Forensics panel 500 — listForTenant unwrapped pg.QueryResult.rows
2026-05-06
LOCKSTEP TRACEABILITY MATRIX --- api_endpoints: ["GET /auth/mesh/forensics", "GET /v1/mesh/forensics"] sdk_methods_updated: ["none — internal store fix, route surface unchanged"] mcp_tools_updated: ["security.getForensicSnapshots (call path unchanged)"] ---
What We Built
Fixed ForensicSnapshotStore.listForTenant so it unwraps the pg.QueryResult shape returned by drizzle's tx.execute(). Every dashboard load of the EVIDENCE → Forensic Snapshots panel was 500'ing with TypeError: (intermediate value).map is not a function. The function was treating the QueryResult wrapper ({ rows, rowCount, command, oid, fields }) as if it were the rows array itself.
Why It Matters
This panel is the operator's "Proof of Death" view — the immutable record of what an agent was doing the moment the anomaly engine terminated it. With the panel returning 500, that audit surface was effectively offline: no security operator could see kill events through the dashboard at all.
How It Works
drizzle-orm/node-postgres tx.execute(sql) resolves to a raw pg.QueryResult, not the rows array. The codebase's other tx.execute callsites (src/db/stores/memory-store.ts, src/infra/jobs/content-cleanup.ts) all access .rows on the result. forensic-store.ts was the outlier — when the DISTINCT-ON refactor switched the query from tx.select() (which returns an array) to tx.execute() (which returns a wrapper), the existing cast rows as unknown as Array<...> slipped through type-checking but blew up at runtime.
// before
const rows = await withTenant(...);
const rawRows = rows as unknown as Array<Record<string, unknown>>;
rawRows.map(...) // TypeError
// after
const result = await withTenant(...);
const rawRows = ((result as { rows?: unknown }).rows ?? []) as Array<Record<string, unknown>>;
rawRows.map(...)
Added three regression tests with a stub db that mimics the real pg.QueryResult shape — these would have caught the bug before deploy.
The Numbers
- 100% of
/auth/mesh/forensicscalls were 500'ing pre-fix (verified via CW Logs filterpattern=forensicsover a 30-min window) - Failure latency: 8ms (synchronous TypeError, not a hung query)

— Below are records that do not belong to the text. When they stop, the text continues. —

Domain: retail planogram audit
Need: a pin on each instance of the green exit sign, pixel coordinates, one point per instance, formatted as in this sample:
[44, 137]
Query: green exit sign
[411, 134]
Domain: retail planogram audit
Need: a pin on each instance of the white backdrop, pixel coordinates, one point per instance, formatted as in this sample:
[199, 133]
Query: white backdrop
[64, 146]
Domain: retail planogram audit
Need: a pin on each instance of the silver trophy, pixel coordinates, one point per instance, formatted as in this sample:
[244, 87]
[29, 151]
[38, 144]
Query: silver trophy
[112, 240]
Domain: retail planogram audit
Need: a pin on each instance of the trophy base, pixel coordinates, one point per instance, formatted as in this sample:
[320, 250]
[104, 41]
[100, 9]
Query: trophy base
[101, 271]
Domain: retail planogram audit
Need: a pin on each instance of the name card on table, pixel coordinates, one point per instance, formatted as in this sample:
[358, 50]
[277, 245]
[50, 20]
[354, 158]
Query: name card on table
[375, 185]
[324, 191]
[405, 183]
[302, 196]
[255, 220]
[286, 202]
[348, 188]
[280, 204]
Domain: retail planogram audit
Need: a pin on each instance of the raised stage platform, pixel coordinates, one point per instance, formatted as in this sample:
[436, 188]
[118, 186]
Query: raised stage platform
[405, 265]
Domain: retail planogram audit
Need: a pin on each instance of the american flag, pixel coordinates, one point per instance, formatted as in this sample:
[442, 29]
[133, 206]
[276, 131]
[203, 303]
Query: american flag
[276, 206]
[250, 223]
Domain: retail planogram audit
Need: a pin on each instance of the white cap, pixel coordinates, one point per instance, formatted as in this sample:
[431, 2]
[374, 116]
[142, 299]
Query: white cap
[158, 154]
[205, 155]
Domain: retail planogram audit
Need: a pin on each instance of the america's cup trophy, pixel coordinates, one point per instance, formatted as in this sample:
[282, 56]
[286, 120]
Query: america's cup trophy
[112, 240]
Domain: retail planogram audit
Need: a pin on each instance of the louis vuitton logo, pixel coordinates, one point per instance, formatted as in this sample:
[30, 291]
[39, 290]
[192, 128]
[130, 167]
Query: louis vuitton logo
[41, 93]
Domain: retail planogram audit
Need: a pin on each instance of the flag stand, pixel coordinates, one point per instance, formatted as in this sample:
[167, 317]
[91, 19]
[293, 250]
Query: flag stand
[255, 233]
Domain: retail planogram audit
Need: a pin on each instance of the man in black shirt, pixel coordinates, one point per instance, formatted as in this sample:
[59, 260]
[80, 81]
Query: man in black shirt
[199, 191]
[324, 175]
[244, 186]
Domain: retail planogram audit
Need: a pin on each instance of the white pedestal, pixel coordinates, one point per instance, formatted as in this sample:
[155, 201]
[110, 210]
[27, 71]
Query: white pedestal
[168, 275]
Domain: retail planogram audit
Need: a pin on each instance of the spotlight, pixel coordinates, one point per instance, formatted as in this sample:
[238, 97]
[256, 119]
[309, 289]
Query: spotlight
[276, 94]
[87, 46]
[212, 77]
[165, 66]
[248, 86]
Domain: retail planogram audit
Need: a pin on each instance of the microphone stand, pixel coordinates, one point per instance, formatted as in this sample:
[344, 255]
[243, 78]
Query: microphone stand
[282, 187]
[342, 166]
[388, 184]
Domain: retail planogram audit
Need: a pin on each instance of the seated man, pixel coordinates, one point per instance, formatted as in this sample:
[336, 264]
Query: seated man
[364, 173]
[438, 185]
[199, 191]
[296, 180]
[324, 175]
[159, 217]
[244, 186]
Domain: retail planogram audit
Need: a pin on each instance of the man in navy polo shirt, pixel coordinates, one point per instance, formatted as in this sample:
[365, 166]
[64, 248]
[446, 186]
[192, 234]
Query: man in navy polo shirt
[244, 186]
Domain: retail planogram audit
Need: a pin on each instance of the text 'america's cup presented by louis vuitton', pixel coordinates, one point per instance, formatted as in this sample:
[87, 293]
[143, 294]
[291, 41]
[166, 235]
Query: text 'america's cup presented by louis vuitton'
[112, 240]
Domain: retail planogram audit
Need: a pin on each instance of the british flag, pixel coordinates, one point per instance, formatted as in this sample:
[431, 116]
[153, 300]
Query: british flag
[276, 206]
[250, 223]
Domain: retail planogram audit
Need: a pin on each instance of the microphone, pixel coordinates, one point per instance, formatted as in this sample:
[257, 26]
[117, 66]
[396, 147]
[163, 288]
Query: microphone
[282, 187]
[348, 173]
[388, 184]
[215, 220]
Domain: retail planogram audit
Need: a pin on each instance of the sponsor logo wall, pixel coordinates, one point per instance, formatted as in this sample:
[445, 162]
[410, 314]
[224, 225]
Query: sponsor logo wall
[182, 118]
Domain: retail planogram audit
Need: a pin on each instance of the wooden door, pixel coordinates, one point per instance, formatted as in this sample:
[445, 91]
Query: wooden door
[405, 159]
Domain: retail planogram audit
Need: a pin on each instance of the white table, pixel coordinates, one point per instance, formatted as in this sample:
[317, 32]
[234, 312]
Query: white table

- Tests added: 3 (rows-array unwrapping, empty result, post-DISTINCT-ON re-sort)
Lockstep Checklist
- [x] API Routes: No route surface change — internal store fix.
- [x] TS SDK: No SDK surface change.
- [x] Python SDK: No SDK surface change.
- [x] MCP Schemas: No tool surface change (security.getForensicSnapshots call path unchanged).
- [x] Master Record: No capability change.